Cette mesure punitive fait suite à un mouvement de contestation contre les mauvais traitements et la négligence médicale qui ont provoqué la mort d’un détenu palestinien la semaine dernière
Pendant la répression de la contestation, les autorités israéliennes ont blessé 26 prisonniers et confisqué tous les appareils électriques (Reuters)
Par Shatha Hammad à RAMALLAH, Cisjordanie occupée

L’administration de la prison israélienne d’Ofer a confisqué les ventilateurs et appareils électriques des prisonniers palestiniens dans le cadre d’une vaste répression de la vague de contestation qui a éclaté après la mort d’un prisonnier palestinien sous la garde d’Israël.

Cette initiative survient pendant une vague de chaleur qui bat tous les records, avec des températures qui ont largement dépassé les 40 °C à l’extérieur.
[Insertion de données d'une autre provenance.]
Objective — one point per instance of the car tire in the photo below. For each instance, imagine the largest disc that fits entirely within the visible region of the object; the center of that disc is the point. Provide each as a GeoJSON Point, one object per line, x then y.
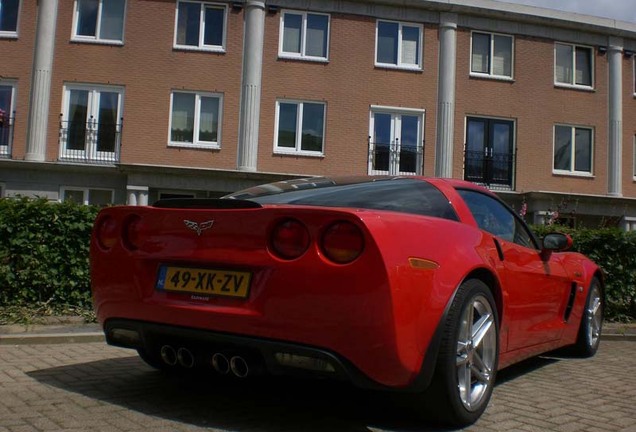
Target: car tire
{"type": "Point", "coordinates": [589, 336]}
{"type": "Point", "coordinates": [467, 361]}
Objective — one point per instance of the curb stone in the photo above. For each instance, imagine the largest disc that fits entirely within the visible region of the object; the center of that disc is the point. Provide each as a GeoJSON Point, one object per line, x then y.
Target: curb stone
{"type": "Point", "coordinates": [83, 333]}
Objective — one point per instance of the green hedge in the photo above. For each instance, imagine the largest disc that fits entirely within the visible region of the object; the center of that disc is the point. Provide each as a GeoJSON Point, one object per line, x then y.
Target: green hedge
{"type": "Point", "coordinates": [615, 252]}
{"type": "Point", "coordinates": [44, 250]}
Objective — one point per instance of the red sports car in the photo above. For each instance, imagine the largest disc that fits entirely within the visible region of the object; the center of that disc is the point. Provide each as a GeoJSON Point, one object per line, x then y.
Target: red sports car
{"type": "Point", "coordinates": [425, 286]}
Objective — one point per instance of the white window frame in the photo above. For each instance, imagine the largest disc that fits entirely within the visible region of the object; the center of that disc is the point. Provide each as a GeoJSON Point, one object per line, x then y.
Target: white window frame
{"type": "Point", "coordinates": [574, 84]}
{"type": "Point", "coordinates": [201, 46]}
{"type": "Point", "coordinates": [572, 172]}
{"type": "Point", "coordinates": [197, 143]}
{"type": "Point", "coordinates": [299, 116]}
{"type": "Point", "coordinates": [90, 152]}
{"type": "Point", "coordinates": [85, 193]}
{"type": "Point", "coordinates": [400, 65]}
{"type": "Point", "coordinates": [303, 37]}
{"type": "Point", "coordinates": [96, 39]}
{"type": "Point", "coordinates": [491, 74]}
{"type": "Point", "coordinates": [7, 150]}
{"type": "Point", "coordinates": [4, 34]}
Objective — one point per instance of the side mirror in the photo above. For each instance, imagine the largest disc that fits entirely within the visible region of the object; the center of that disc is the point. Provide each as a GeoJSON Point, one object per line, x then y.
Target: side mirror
{"type": "Point", "coordinates": [556, 242]}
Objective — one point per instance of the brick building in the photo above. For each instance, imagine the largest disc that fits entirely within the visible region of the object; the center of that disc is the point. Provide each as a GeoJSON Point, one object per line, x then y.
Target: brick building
{"type": "Point", "coordinates": [127, 101]}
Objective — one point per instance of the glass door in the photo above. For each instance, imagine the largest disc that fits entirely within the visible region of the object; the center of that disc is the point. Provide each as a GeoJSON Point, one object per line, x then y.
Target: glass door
{"type": "Point", "coordinates": [395, 144]}
{"type": "Point", "coordinates": [489, 152]}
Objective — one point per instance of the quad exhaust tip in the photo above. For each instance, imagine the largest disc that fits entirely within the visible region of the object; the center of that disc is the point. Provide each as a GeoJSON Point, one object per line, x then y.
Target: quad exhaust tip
{"type": "Point", "coordinates": [239, 366]}
{"type": "Point", "coordinates": [168, 355]}
{"type": "Point", "coordinates": [185, 357]}
{"type": "Point", "coordinates": [220, 363]}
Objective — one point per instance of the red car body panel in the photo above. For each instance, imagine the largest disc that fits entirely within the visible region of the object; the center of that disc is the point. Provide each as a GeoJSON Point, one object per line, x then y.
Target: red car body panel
{"type": "Point", "coordinates": [380, 312]}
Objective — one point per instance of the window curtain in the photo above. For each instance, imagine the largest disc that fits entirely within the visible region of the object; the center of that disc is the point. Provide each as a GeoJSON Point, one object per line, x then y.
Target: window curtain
{"type": "Point", "coordinates": [292, 25]}
{"type": "Point", "coordinates": [410, 45]}
{"type": "Point", "coordinates": [112, 22]}
{"type": "Point", "coordinates": [502, 57]}
{"type": "Point", "coordinates": [182, 129]}
{"type": "Point", "coordinates": [317, 30]}
{"type": "Point", "coordinates": [563, 66]}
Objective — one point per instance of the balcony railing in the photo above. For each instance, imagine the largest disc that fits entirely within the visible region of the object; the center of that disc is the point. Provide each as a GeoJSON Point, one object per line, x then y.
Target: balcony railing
{"type": "Point", "coordinates": [90, 141]}
{"type": "Point", "coordinates": [394, 159]}
{"type": "Point", "coordinates": [494, 170]}
{"type": "Point", "coordinates": [6, 134]}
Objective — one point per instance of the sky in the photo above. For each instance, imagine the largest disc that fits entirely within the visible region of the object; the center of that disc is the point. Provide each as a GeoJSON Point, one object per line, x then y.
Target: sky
{"type": "Point", "coordinates": [624, 10]}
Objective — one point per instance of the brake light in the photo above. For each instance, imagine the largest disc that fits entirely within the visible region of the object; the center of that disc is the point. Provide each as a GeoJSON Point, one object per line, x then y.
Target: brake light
{"type": "Point", "coordinates": [131, 232]}
{"type": "Point", "coordinates": [290, 239]}
{"type": "Point", "coordinates": [342, 242]}
{"type": "Point", "coordinates": [106, 233]}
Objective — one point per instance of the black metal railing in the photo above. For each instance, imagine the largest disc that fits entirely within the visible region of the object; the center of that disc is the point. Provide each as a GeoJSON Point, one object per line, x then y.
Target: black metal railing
{"type": "Point", "coordinates": [90, 141]}
{"type": "Point", "coordinates": [6, 134]}
{"type": "Point", "coordinates": [393, 158]}
{"type": "Point", "coordinates": [495, 170]}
Environ 850 prisonniers détenus dans deux quartiers de la prison d’Ofer, située à l’ouest de Ramallah, ont protesté contre les mauvais traitements et la négligence médicale qui ont provoqué la mort du détenu Daoud Talaat al-Khatib (45 ans), décédé la semaine dernière.

Pendant la répression de ce mouvement de contestation, les forces israéliennes ont blessé 26 prisonniers et confisqué tous les appareils électriques, y compris les ventilateurs, comme mesure punitive.

« La première punition à laquelle recourt généralement l’administration pénitentiaire est la confiscation des ventilateurs, dont les prisonniers ont pu disposer dans leur cellule à partir de 1992, après une grande grève de la faim initiée par environ 17 000 prisonniers pendant 15 jours », rapporte à Middle East Eye Qadura Fares, directeur du Club des prisonniers palestiniens.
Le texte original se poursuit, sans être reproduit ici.